If we followed the same logic for DW_TAG_inheritance as we did for DW_TAG_member, we’d end up with this conversion:

struct A {};
struct B {
    struct A a;
    int b;
};

This is not equivalent to the original definition! Field b would end up at an offset different from 0, as fields cannot have size 0. Getting all of these C++ details working was challenging but worthwhile. Now we can use rellic-headergen to convert arbitrary C++ types into plain old C types. Many reverse engineering tools embed some form of basic C parsing support in order for a user to provide “type libraries,” which describe the types used by machine code. These basic parsers typically don’t have any C++ support, and so rellic-headergen bridges this gap.
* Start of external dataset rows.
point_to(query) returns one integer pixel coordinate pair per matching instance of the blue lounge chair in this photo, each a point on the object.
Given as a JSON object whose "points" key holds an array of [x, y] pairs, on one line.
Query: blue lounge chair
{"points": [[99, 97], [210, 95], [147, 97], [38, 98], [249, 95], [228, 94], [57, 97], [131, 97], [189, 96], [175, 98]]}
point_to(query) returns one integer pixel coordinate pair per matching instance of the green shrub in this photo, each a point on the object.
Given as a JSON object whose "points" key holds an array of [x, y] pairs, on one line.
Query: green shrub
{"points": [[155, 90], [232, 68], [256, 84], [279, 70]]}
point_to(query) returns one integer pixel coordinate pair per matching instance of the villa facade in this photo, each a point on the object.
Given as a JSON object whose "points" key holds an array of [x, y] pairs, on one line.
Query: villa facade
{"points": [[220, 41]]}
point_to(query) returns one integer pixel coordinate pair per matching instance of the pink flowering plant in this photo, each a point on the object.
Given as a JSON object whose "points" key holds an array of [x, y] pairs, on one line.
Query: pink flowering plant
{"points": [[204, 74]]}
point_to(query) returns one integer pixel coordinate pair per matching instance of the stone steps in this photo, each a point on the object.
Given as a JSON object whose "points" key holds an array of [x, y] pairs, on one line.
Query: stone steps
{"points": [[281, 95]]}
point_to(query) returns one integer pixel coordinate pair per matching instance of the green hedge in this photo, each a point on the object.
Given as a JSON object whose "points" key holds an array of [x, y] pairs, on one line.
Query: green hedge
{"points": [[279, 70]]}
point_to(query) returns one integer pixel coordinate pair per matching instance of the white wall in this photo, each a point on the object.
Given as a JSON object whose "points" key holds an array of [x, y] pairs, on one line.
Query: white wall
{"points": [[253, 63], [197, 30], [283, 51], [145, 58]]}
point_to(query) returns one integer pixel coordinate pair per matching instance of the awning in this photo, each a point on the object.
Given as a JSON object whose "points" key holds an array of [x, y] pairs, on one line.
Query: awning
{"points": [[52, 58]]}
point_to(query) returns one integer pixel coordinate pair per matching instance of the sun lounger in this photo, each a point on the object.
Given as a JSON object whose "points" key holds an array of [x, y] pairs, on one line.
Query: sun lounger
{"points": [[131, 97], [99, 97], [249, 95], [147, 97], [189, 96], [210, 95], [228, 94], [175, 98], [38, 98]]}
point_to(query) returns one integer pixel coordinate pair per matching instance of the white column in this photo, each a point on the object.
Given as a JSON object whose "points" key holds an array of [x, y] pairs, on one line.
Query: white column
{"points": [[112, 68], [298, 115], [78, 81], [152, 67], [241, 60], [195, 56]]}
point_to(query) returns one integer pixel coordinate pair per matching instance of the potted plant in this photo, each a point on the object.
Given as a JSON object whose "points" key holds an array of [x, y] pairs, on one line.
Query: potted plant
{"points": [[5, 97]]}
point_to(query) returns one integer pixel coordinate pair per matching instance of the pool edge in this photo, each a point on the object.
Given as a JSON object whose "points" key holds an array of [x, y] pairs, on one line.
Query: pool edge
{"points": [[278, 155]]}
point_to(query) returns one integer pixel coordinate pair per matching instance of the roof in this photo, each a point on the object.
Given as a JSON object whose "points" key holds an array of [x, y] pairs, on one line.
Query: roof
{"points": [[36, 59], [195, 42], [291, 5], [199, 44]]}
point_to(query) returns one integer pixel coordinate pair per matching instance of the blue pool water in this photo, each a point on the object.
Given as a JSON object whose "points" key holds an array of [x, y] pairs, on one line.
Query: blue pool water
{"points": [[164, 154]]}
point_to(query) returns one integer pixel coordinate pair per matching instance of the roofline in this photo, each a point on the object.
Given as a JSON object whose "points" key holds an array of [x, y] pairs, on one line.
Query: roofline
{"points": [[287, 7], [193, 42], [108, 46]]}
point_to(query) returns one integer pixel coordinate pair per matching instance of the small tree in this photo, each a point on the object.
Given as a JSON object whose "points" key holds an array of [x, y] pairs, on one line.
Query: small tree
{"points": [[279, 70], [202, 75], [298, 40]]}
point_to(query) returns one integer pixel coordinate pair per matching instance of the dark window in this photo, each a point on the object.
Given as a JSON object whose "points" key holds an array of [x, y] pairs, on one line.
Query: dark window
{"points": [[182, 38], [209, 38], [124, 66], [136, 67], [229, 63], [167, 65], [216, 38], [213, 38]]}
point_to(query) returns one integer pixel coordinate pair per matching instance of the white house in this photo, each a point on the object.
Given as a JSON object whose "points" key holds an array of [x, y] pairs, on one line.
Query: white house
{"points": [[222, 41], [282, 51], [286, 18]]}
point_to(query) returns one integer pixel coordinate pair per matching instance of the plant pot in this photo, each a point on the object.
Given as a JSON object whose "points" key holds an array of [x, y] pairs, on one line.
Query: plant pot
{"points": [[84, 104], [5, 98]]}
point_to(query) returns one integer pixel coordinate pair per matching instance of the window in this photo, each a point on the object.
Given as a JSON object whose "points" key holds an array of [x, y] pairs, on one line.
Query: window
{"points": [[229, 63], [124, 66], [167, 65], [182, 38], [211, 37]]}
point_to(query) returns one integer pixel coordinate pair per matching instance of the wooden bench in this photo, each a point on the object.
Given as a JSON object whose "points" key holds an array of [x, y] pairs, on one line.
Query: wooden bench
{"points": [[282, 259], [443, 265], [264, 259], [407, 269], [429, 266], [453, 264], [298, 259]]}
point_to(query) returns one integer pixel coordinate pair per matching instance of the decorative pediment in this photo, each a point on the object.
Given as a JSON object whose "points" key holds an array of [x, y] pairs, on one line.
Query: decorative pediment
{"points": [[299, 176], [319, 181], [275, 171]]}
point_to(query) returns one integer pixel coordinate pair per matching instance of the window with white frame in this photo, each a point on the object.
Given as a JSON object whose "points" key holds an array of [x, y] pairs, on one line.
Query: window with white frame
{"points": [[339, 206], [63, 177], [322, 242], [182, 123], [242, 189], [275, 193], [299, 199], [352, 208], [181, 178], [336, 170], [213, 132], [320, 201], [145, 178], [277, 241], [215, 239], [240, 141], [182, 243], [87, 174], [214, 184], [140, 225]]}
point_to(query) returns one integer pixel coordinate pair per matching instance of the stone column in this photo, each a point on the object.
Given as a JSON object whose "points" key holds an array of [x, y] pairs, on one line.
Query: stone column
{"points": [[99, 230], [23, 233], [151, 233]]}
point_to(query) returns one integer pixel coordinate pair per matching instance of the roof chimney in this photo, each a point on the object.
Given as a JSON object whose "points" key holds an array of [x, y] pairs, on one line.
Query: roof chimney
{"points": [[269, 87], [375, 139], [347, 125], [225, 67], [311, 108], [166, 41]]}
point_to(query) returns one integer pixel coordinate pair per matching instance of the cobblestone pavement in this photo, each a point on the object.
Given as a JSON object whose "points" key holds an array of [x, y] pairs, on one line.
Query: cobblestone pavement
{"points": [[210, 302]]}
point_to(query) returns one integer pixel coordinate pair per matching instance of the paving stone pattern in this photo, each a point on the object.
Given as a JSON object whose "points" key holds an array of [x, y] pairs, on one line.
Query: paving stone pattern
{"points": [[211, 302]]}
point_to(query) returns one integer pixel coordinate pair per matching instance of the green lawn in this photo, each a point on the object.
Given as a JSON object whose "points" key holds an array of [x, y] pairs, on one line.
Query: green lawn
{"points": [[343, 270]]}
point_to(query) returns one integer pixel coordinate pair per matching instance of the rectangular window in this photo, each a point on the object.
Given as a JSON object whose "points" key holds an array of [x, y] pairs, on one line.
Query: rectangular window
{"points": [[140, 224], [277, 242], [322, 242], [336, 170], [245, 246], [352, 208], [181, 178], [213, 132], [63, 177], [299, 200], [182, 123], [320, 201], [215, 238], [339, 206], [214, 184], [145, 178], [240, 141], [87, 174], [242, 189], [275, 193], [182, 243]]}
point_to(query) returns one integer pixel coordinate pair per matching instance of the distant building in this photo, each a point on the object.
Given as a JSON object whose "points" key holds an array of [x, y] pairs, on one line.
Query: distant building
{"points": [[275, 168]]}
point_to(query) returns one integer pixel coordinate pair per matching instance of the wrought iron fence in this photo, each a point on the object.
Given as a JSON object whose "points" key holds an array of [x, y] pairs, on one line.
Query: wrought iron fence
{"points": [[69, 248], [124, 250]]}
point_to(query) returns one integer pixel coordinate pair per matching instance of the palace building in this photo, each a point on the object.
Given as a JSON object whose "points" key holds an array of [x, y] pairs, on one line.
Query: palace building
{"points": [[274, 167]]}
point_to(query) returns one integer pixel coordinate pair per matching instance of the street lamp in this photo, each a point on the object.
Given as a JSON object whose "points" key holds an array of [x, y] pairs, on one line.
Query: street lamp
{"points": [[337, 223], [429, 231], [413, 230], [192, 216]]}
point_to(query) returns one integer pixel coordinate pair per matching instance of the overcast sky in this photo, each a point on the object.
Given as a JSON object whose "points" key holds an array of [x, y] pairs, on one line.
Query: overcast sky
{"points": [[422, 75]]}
What’s next for rellic-headergen?

There are opportunities to further improve rellic-headergen. One of the objectives of the utility is to be able to recover field access patterns from code that has been optimized. Consider the following program:

struct A {
    char a, b, c, d;
};

char test(struct A x) { return x.c; }

This program produces the following bitcode:

define dso_local signext i8 @test(i32 %x.coerce) local_unnamed_addr #0 {
entry:
    %x.sroa.1.0.extract.shift = lshr i32 %x.coerce, 16
    %x.sroa.1.0.extract.trunc = trunc i32 %x.sroa.1.0.extract.shift to i8
    ret i8 %x.sroa.1.0.extract.trunc
}

In this bitcode, the original information about the structure of x has been lost. Essentially, if Clang/LLVM performs optimizations before emitting bitcode or lifting bitcode from compiled machine code, this could cause the resulting bitcode to be too low level, creating a mismatch between the type information found in the debug metadata and the information in the bitcode itself. In this case, rellic-headergen cannot resolve this mismatch on its own. Improving the utility to be able to resolve these issues in the future would be beneficial; knowing the exact layout of structs can be useful when trying to match bit shifts and masks to field accesses in order to produce decompiled code that is as close to the original as possible.

Also, languages that employ different DWARF features are not handled as well by rellic-headergen. Rust, for example, uses an ad hoc representation for discriminated unions, which is difficult for the utility to handle. There is an opportunity to one day add functionality to the utility to handle DWARF features such as these.

Finally, another future rellic-headergen feature worth exploring is the possibility to change the output language: sometimes you do want to keep that inheritance information as C++, after all!

Closing thoughts

Although rellic-headergen currently has a very narrow scope, it is already incredibly robust when working with C and C++ codebases, as it is able to extract type information for rellic itself, which includes LLVM and Clang. It already provides useful insights when navigating binaries that have been built with debugging information, but expanding its set of features to be able to extract information from more varied codebases will make it even more useful when dealing with bigger projects.

Working on rellic-headergen was very fun, interesting, and instructive. I am grateful to Trail of Bits for the opportunity to work on such an innovative project with talented people. This was a great learning experience, and I would like to thank my mentor Peter Goodman for giving me guidance with almost free reign over the project, and Marek Surovič for his patience in sharing his experience in rellic with me.